Q. Could you explain your basic business model?

A. We are a design company specialising in computers, AI, CPUs, and so on. Different users utilise computers in various ways, such as cloud computing, servers, chips, templates, and more. These are just a few consumer methods. Different customers have different preferences for purchasing computers at different stages. Our goal is to make our technology available to people in the manner they prefer to buy it.

Q. What are the benefits of using Tenstorrent AI processors?

A. We are significantly more cost-effective compared to some of our competitors, and we have demonstrated this to multiple individuals. Our hardware is highly optimized for this type of calculation, surpassing traditional GPUs. We are in the process of open-sourcing certain compilers that people are interested in accessing. Several components of the software stack have been proprietary for many researchers and AI programmers. By using open source, we aim to provide access to those components. Furthermore, our chips have native communication capabilities with a large number of other chips, eliminating the need for additional networks.

Q. What challenges does your hardware architecture address?

A. We are currently entering the market with a few customers. Some customers struggle to translate certain types of AI programs into high-performance software tools. Converting algorithms to programs that run efficiently requires considerable effort. Our mission is to simplify the transition from a new model to a fast program.

Another challenge is that certain models require multiple computers to run, making it difficult to expand from a single chip. We are dedicated to making it effortless to scale from a single chip to a large number of chips. While we have made some progress in this area, we continue to work on solving this challenging problem.

Q. What is the advantage of having multiple chips, instead of a single processor?

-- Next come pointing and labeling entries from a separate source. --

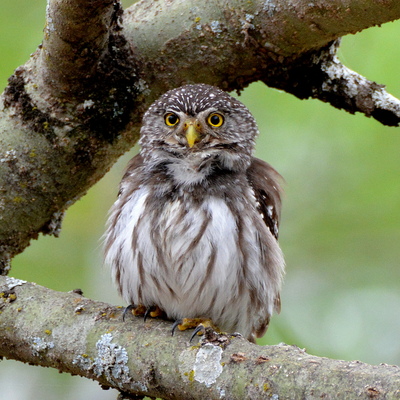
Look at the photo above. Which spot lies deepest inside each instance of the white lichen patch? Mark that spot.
(39, 345)
(11, 282)
(215, 26)
(83, 362)
(111, 360)
(207, 367)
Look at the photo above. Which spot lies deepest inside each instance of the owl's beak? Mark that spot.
(192, 132)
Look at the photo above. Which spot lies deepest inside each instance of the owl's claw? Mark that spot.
(200, 328)
(153, 311)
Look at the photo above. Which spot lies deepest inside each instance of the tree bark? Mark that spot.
(76, 105)
(76, 335)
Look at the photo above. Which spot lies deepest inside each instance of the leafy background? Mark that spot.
(341, 219)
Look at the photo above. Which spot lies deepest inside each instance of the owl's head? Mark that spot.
(198, 122)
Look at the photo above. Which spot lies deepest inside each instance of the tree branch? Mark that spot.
(76, 105)
(87, 338)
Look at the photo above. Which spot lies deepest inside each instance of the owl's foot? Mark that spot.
(199, 325)
(139, 310)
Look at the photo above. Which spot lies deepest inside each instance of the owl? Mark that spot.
(194, 229)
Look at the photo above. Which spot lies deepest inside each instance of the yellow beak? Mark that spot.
(192, 132)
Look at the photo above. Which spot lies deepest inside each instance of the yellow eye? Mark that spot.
(171, 119)
(215, 120)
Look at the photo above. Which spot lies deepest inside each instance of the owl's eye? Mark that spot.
(215, 120)
(171, 119)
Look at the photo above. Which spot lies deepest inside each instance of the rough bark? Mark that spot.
(76, 105)
(76, 335)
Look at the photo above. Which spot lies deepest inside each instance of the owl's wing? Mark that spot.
(131, 179)
(266, 183)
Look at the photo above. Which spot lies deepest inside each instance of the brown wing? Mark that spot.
(266, 183)
(130, 181)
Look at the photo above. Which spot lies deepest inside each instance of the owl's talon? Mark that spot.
(199, 325)
(135, 310)
(175, 325)
(129, 308)
(200, 328)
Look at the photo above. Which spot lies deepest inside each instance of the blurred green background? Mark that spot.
(341, 218)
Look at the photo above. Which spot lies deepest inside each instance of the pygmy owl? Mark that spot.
(194, 229)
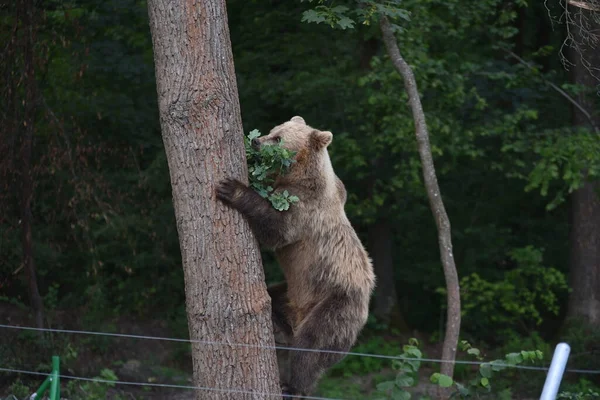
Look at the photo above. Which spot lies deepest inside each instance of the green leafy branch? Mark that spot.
(410, 363)
(344, 18)
(264, 165)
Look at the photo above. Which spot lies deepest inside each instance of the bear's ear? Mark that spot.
(320, 139)
(298, 120)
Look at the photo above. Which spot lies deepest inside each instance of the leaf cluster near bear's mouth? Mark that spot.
(264, 165)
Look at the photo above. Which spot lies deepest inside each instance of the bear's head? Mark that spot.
(296, 135)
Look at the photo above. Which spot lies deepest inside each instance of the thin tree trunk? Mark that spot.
(584, 300)
(26, 169)
(201, 126)
(435, 200)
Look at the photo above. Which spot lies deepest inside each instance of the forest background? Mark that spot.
(83, 170)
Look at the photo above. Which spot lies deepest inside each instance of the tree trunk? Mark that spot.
(435, 199)
(226, 295)
(26, 170)
(584, 300)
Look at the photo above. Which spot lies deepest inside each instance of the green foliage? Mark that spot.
(477, 387)
(518, 302)
(584, 390)
(80, 390)
(567, 158)
(364, 12)
(264, 165)
(408, 368)
(355, 365)
(19, 389)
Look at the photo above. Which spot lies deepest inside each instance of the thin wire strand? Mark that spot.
(165, 385)
(346, 353)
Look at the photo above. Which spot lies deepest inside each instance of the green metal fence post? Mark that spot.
(52, 380)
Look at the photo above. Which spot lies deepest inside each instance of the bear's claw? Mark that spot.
(228, 189)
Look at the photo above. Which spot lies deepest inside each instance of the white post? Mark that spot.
(557, 367)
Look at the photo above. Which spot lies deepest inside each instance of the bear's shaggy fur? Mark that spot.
(329, 277)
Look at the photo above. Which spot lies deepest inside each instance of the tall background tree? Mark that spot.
(226, 295)
(584, 300)
(104, 241)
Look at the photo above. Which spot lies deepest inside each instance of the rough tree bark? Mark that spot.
(584, 300)
(201, 126)
(26, 14)
(435, 200)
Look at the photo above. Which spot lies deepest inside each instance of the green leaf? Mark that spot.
(485, 370)
(400, 394)
(514, 358)
(474, 351)
(404, 380)
(445, 381)
(383, 386)
(253, 134)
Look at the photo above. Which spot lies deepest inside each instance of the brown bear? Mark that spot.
(324, 302)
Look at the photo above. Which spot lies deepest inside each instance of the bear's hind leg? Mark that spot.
(282, 329)
(330, 326)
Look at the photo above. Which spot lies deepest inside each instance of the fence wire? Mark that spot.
(345, 353)
(164, 385)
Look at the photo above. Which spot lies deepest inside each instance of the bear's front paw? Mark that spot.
(229, 189)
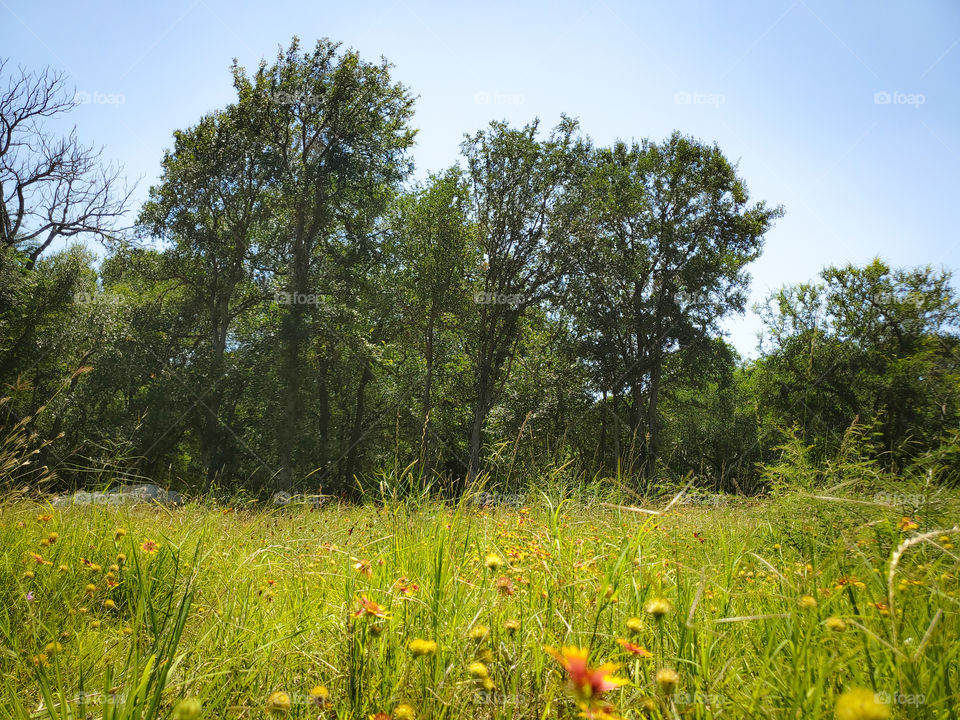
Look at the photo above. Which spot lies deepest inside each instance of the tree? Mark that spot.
(523, 208)
(213, 206)
(50, 187)
(662, 259)
(335, 132)
(431, 244)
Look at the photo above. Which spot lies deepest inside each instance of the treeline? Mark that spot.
(291, 311)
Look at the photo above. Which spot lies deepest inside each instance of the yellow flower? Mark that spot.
(278, 702)
(419, 647)
(493, 562)
(667, 680)
(320, 696)
(478, 670)
(479, 633)
(836, 624)
(861, 704)
(403, 712)
(658, 607)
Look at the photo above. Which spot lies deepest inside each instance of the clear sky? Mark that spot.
(847, 113)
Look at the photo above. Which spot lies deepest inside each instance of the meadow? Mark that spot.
(700, 606)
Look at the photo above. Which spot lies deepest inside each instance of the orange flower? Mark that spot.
(906, 525)
(369, 607)
(637, 650)
(586, 683)
(504, 585)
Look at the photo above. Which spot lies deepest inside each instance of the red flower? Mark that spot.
(586, 683)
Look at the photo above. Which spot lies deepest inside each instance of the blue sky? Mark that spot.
(846, 113)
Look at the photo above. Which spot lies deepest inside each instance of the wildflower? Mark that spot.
(861, 704)
(479, 633)
(278, 703)
(403, 712)
(906, 525)
(419, 647)
(369, 607)
(504, 585)
(836, 624)
(478, 670)
(320, 696)
(189, 709)
(807, 602)
(586, 683)
(658, 607)
(637, 650)
(667, 679)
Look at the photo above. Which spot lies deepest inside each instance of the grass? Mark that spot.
(251, 610)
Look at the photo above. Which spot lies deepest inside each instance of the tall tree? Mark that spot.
(336, 130)
(50, 187)
(212, 205)
(521, 195)
(667, 239)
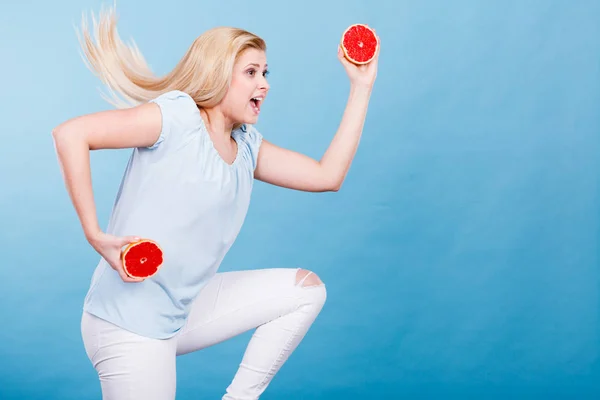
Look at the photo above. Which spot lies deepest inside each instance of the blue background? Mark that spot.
(461, 255)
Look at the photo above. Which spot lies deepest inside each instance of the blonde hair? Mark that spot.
(204, 72)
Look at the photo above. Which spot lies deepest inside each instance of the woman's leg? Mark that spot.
(129, 366)
(281, 303)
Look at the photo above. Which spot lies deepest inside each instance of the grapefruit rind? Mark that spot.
(347, 51)
(131, 246)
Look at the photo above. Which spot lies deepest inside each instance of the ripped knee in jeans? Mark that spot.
(306, 278)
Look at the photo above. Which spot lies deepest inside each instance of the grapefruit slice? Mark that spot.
(359, 43)
(142, 259)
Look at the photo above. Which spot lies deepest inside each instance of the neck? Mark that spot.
(218, 126)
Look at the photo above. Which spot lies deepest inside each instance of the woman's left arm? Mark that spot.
(286, 168)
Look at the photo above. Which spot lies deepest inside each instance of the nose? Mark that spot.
(264, 84)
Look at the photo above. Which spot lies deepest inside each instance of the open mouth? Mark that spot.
(255, 103)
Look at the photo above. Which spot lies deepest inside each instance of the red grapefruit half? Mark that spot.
(142, 259)
(359, 43)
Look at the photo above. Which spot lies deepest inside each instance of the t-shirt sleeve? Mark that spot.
(180, 116)
(252, 140)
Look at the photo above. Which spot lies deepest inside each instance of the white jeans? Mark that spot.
(133, 367)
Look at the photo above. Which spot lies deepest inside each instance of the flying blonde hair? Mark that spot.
(204, 72)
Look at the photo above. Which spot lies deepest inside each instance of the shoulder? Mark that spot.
(180, 116)
(249, 140)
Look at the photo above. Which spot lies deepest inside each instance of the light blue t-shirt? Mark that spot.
(182, 194)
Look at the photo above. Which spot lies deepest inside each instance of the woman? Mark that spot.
(187, 186)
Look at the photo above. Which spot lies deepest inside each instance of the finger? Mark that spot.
(129, 239)
(342, 58)
(127, 278)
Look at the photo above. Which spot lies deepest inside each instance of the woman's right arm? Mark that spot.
(139, 126)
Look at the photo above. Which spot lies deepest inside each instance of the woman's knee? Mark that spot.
(306, 278)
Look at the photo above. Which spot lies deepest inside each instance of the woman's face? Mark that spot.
(248, 88)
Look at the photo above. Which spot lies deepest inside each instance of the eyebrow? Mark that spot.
(256, 65)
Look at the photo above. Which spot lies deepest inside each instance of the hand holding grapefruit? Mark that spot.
(110, 249)
(358, 52)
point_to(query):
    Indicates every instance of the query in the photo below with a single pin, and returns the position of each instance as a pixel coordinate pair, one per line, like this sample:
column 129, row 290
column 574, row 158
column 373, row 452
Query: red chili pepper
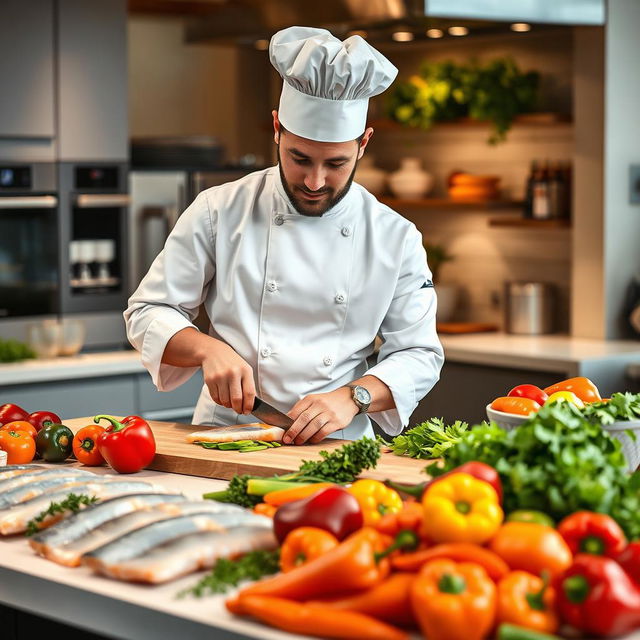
column 40, row 419
column 127, row 446
column 12, row 413
column 333, row 509
column 595, row 595
column 629, row 560
column 595, row 533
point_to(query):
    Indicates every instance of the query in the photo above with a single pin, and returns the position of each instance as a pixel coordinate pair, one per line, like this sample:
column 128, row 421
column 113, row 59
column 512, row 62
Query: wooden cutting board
column 175, row 455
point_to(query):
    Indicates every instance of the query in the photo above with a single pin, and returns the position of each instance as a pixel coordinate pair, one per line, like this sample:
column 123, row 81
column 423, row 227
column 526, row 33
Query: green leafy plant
column 496, row 91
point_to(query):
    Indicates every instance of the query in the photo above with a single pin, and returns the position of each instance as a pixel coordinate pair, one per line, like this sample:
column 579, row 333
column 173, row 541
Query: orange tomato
column 581, row 386
column 512, row 404
column 85, row 446
column 20, row 425
column 19, row 445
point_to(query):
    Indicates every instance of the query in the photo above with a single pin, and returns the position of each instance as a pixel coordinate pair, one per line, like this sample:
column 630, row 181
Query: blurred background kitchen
column 511, row 139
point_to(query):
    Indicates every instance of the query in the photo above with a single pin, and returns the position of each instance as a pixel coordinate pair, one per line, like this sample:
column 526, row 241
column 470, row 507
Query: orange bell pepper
column 461, row 508
column 495, row 566
column 581, row 386
column 314, row 620
column 356, row 563
column 454, row 601
column 528, row 601
column 532, row 547
column 85, row 445
column 19, row 445
column 389, row 601
column 303, row 545
column 282, row 496
column 21, row 425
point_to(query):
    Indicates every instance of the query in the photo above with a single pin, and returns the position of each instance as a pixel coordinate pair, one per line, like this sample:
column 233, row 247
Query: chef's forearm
column 187, row 348
column 381, row 396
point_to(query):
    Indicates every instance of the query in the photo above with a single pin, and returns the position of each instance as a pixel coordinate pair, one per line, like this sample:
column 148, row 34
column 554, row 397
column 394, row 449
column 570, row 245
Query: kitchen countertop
column 559, row 353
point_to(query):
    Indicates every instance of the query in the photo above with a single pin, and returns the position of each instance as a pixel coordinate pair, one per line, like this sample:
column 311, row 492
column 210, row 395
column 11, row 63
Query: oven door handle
column 28, row 202
column 94, row 200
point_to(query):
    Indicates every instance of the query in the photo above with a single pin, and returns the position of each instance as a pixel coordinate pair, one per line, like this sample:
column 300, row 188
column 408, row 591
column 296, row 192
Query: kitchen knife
column 270, row 415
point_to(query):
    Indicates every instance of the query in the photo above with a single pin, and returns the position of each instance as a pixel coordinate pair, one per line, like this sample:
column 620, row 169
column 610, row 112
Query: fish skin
column 146, row 538
column 15, row 519
column 189, row 553
column 39, row 474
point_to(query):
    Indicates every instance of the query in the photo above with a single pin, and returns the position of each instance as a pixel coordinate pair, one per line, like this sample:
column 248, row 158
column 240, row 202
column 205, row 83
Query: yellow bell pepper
column 375, row 500
column 461, row 508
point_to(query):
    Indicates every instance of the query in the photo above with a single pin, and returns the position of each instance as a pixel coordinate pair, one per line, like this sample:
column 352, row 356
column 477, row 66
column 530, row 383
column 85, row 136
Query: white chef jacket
column 300, row 298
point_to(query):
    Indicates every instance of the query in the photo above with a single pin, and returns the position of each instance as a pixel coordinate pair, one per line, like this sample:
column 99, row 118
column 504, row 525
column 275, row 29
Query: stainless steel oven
column 29, row 216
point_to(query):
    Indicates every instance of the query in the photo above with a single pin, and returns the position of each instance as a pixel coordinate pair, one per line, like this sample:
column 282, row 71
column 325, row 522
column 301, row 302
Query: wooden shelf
column 448, row 204
column 555, row 223
column 542, row 119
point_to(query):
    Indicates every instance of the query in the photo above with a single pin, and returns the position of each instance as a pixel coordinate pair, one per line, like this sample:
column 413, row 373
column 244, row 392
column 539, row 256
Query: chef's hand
column 228, row 377
column 319, row 414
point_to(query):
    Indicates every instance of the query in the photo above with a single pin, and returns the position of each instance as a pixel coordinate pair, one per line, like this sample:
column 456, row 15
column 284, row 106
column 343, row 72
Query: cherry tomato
column 20, row 425
column 518, row 406
column 565, row 396
column 19, row 445
column 529, row 391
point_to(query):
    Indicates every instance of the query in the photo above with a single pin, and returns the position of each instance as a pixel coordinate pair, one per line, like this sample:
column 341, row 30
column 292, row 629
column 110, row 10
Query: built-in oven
column 94, row 258
column 29, row 284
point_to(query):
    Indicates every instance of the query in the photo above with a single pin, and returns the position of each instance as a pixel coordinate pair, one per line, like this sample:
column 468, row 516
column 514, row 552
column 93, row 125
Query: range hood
column 251, row 21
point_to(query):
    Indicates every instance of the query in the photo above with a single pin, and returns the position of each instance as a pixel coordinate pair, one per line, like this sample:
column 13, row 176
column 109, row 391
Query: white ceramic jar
column 410, row 181
column 370, row 177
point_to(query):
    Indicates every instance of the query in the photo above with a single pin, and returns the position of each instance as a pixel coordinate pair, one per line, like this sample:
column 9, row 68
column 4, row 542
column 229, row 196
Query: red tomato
column 519, row 406
column 529, row 391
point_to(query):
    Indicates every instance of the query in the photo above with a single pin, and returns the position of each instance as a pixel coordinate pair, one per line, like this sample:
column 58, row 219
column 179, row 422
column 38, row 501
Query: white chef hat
column 327, row 83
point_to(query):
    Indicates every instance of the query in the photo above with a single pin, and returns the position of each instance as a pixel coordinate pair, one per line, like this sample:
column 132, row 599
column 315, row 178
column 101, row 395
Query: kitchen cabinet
column 27, row 69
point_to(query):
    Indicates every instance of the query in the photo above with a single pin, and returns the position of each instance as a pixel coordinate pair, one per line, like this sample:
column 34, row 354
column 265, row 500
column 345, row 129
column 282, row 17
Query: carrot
column 282, row 496
column 316, row 620
column 494, row 565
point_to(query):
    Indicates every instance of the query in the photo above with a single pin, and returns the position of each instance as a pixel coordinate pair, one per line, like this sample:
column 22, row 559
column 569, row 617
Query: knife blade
column 270, row 415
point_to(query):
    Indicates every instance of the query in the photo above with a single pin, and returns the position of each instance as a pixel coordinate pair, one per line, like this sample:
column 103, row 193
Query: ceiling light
column 402, row 36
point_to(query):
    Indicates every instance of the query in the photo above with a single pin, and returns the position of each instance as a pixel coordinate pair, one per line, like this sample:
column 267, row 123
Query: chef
column 299, row 269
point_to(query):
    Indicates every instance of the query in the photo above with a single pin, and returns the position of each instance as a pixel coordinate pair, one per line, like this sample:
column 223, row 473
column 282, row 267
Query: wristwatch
column 361, row 397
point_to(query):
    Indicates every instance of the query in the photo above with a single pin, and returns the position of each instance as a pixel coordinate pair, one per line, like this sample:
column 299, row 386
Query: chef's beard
column 307, row 210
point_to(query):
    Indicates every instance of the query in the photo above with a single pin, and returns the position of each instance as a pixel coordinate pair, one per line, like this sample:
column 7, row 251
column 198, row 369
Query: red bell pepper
column 40, row 419
column 629, row 560
column 596, row 596
column 127, row 446
column 595, row 533
column 333, row 509
column 12, row 413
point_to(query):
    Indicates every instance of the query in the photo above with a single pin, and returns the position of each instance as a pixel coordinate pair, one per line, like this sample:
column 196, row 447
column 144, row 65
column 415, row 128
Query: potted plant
column 496, row 91
column 447, row 294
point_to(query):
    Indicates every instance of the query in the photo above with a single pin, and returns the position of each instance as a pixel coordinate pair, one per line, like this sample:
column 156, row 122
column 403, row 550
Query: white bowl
column 506, row 421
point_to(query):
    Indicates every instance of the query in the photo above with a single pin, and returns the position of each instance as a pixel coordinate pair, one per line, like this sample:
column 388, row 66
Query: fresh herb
column 227, row 574
column 620, row 408
column 340, row 466
column 14, row 351
column 428, row 440
column 557, row 462
column 73, row 502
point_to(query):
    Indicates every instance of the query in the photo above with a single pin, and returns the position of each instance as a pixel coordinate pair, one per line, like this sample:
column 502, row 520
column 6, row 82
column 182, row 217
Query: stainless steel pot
column 529, row 307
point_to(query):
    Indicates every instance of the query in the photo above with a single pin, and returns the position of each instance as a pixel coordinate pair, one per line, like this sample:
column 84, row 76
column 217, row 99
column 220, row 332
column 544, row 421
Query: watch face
column 362, row 395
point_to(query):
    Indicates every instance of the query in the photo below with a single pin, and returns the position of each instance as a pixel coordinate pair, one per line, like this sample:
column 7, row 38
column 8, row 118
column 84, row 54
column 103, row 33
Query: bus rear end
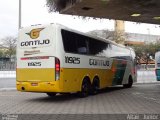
column 38, row 68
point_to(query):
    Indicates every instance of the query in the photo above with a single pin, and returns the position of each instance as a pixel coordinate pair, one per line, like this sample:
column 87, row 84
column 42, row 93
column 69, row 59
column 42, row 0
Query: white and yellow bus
column 54, row 59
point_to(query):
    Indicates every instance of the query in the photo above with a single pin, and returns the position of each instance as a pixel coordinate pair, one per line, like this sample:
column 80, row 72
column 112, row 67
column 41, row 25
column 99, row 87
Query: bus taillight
column 57, row 69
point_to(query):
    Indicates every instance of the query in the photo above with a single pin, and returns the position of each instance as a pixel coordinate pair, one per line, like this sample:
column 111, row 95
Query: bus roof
column 82, row 33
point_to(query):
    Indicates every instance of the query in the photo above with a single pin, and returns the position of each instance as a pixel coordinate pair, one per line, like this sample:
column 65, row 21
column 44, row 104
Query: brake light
column 57, row 69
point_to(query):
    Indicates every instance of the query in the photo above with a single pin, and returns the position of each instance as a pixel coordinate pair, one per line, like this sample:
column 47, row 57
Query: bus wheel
column 130, row 83
column 51, row 94
column 85, row 88
column 95, row 86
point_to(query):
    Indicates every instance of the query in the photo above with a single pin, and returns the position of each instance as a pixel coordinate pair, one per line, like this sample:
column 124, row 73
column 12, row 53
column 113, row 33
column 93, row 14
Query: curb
column 7, row 89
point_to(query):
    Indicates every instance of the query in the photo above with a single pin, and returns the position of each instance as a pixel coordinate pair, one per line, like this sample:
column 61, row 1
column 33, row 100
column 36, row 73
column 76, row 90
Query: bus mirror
column 82, row 50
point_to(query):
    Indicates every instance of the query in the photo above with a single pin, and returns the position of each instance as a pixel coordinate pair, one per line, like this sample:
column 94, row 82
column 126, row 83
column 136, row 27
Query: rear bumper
column 38, row 86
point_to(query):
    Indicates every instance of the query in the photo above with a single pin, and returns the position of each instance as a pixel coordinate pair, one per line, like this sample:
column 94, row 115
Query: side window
column 97, row 48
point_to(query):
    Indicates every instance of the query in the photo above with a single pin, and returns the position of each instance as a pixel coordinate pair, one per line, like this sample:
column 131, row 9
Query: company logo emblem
column 34, row 34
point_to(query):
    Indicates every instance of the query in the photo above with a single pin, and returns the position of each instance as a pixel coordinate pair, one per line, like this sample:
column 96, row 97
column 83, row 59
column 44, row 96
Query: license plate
column 34, row 84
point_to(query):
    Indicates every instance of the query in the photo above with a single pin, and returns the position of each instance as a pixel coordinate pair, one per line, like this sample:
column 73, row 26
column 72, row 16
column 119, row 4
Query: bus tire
column 51, row 94
column 95, row 86
column 85, row 88
column 130, row 83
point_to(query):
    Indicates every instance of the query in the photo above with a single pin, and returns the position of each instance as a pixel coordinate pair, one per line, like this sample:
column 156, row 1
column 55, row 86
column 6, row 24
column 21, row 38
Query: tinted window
column 69, row 41
column 97, row 48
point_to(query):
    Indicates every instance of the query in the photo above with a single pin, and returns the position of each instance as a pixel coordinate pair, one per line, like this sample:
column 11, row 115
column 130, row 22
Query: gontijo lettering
column 35, row 42
column 96, row 62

A. A single server chip is big and very expensive. It’s a single piece of silicon with multiple functions on that one piece. If we divide that chip into four pieces, each piece, called a chiplet, is smaller. You can now put the memory interface on one piece, the network interface on another piece, the IO interface on another and so on. So now each piece is simpler to build.

We’ve talked to a whole bunch of companies. Some want to get a speciality in network chiplets, or memory chiplets. We want to specialise in AI processor chiplets. If a company wishes to build a product, they can buy some chiplets as finished pieces and only customise the part that they need to, rather than having to buy all the pieces, as it’s just too hard and expensive. Chiplets can be used to break one big problem into smaller problems, and smaller companies can independently solve those problems.

Q. Are there any limitations to power with so many chips running?

A. Power management is a significant challenge when designing chips. We implement a power management system to monitor consumption and temperature, adjusting the clock and voltage to optimize performance. We have carefully chosen the size of our chip to strike the right balance.

The brain consists of clusters of cells, and the same principle applies to AI processors. If the clusters are too large, communication becomes difficult; if they’re too small, frequent communication with other components becomes necessary. We actively manage the trade-off between computation power and networking capabilities, ensuring efficient power utilization. We closely monitor power consumption and temperature to maintain limits when building a rack of computers. This enables effective control of computation across the system.

Q. What is the difference between processors built using RISC-V architecture and those built by ARM or Intel?

A. RISC-V is an open source and open standard architecture, allowing anyone to build their own RISC-V processor. On the other hand, ARM, Intel, and AMD employ proprietary architectures, controlling their production. RISC-V International serves as a coordinating body, facilitating collaboration through meetings and conferences.

We utilise the RISC-V architecture in our AI processors, with modifications to optimise their performance. We have added instructions and communication capabilities between processors, enabling fast inter-processor communication, a feature not present in ARM or Intel processors. RISC-V is instrumental in building our product, and it offers the flexibility for customisation and innovation, allowing users to build their desired products without restrictions.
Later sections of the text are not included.